So WC climbed and staggered up the dune. Pretty early in the process, it was apparent WC was in his stocking feet and was wearing shorts. It’s very hard to climb a steep dune face when your head is spinning. But eventually WC made it to the top of the dune. The fog was very thick; there wasn’t much to see. Kind of a cup-shaped hole in a gigantic sand dune. But in one direction WC could hear surf, and in the other, opposite direction he could hear jake brakes, probably on a logging truck, almost certainly on U.S. 101.
Surf . . wrong way . . . 101 . . . hitchhike?
So WC followed the meadering line of the crest of the dune, more or less in the direction of the highway sounds. After a while, a long while, something big and dark loomed ahead. WC was trying to figure out what it was and missed the fact the dune had ended, and wound up tumbling down a steep dune face. In a cascade of wet sand, WC fetched up against a very large Douglas Fir tree, buried to its hips in sand.

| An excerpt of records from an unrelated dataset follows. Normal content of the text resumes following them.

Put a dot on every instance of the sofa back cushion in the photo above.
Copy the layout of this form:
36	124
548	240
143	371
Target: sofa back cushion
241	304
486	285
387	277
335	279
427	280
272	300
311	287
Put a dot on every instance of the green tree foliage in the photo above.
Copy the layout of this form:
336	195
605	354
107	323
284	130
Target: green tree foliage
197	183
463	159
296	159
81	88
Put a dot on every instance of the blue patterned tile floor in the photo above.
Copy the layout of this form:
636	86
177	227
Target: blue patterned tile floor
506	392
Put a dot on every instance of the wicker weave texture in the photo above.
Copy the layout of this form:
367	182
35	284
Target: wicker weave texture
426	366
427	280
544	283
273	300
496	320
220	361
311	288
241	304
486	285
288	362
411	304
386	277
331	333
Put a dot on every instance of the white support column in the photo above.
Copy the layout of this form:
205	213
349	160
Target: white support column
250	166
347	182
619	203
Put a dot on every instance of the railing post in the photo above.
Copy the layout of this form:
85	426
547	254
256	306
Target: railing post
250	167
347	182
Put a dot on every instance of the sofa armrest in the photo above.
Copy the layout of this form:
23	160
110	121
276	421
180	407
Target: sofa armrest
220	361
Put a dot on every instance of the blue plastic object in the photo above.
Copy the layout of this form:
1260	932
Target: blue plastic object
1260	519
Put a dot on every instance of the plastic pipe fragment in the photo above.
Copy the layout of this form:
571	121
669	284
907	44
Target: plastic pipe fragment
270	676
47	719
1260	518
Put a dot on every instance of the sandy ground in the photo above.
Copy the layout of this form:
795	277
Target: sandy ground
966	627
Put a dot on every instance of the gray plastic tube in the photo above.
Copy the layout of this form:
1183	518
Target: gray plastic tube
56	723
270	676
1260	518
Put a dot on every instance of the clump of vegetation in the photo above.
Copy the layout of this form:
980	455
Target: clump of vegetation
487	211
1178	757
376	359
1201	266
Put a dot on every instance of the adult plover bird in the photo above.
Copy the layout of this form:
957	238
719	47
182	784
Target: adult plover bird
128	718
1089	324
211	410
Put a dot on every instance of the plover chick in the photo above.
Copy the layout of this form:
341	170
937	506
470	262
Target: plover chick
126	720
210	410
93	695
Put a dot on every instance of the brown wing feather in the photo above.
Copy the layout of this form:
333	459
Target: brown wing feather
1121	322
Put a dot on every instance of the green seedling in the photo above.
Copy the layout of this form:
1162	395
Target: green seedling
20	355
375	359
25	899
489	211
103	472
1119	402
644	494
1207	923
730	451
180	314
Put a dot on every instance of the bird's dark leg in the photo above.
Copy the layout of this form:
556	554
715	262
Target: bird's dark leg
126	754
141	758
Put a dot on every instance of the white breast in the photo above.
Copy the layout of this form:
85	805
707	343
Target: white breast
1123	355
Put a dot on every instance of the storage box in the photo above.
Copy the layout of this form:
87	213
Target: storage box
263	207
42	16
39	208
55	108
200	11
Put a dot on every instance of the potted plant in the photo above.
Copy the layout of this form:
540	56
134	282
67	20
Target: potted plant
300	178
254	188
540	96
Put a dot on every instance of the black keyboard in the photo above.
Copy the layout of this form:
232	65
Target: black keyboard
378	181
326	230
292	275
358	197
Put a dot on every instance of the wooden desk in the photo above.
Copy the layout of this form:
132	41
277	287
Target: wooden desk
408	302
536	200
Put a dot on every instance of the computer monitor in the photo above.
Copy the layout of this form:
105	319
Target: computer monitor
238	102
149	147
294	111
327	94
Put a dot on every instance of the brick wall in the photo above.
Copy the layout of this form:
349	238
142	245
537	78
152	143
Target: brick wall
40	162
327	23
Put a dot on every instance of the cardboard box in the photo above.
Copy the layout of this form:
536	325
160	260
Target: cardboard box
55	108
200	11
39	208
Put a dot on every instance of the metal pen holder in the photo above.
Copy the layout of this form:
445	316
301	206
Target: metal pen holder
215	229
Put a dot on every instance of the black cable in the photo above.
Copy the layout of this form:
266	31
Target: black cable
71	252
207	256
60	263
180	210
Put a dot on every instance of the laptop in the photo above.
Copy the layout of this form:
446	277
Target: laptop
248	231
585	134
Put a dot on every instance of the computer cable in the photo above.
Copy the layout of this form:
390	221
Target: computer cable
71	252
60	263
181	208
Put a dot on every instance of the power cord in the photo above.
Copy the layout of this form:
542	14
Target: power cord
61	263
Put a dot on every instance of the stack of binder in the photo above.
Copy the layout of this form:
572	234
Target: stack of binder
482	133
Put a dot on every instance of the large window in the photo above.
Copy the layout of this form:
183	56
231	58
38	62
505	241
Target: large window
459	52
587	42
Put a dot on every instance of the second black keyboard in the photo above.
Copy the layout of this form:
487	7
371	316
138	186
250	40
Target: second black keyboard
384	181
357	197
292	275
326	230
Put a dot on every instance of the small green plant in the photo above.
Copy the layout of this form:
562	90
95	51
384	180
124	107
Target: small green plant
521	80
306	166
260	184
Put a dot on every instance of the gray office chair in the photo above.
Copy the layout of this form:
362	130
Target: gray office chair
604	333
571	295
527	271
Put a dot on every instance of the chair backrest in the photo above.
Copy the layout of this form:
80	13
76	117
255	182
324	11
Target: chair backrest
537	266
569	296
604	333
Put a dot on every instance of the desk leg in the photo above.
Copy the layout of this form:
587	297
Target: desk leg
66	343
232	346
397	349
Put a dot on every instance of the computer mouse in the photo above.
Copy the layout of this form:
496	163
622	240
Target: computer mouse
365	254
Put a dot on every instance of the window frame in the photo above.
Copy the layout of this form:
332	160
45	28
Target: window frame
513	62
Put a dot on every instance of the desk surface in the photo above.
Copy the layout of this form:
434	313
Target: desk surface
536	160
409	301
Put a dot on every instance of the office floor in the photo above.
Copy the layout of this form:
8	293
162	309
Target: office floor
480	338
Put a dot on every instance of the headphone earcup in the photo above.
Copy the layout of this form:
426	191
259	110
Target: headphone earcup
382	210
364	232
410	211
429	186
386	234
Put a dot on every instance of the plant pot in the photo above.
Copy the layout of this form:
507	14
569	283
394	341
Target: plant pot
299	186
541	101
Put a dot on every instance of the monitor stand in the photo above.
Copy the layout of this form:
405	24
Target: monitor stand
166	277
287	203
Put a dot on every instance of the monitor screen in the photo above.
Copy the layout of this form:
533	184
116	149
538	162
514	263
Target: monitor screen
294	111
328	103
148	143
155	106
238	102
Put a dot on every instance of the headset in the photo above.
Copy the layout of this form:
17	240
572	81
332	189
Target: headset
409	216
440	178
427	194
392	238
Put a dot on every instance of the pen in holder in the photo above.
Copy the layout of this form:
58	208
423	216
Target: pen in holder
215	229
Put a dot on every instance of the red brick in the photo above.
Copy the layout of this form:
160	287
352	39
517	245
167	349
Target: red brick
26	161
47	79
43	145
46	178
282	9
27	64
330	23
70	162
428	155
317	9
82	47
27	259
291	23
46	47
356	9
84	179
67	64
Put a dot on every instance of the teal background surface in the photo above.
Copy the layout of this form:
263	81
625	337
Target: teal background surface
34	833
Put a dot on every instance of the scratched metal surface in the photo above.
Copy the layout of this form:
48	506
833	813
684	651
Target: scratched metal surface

About 50 feet further on, there was pavement, a pull-out parking spot, and a road curving through the sand dunes. There was a car in the parking lot. The car did not look familiar. There was a guy asleep behind the steering wheel. WC knocked on the car window to wake the guy up. He actually screamed when he saw WC. This is the one and only time in WC’s life someone screamed when they saw him. The scream seemed to echo inside WC aching skull.
When the guy calmed down enough to answer questions, he said this was Honeyman State Park, just south of Florence, Oregon. He didn’t want to let me in his car. He mentioned that when he had pulled in to sleep, there had been a very loud party going on in the campground, just back the road a bit.
Loud party . . . drinking . . . friends?
WC thanked the guy, and shambled off in the direction of the campground, bits of caked-on sand falling off onto the asphalt. One of WC’s sock toes was full of sand, and kept rolling under his foot. WC stopped to empty the sand out of the soaking wet, sand-caked sock. Trying to balance, WC fell back on his butt. When he got up, there was a circle of tan-colored sand on black asphalt, shaken off WC.
After about a quarter mile, WC found the campground. WC found the party; well, the carnage from the party. It was hard to miss. Half a dozen unconscious revelers, some under a picnic shelter, some not; a couple of dozen empty beer cans, an empty fifth of tequila. More importantly, there was a water faucet. WC drank about a gallon of water and cleaned the worst of the sand off of himself. The water helped a lot.
WC recognized one of the unconscious partygoers: Togasaki. WC found an empty beer can, filled it from the faucet and then slowly dribbled it on Togasaki. He woke up – well, regained consciousness – very slowly. But he was in better shape than WC.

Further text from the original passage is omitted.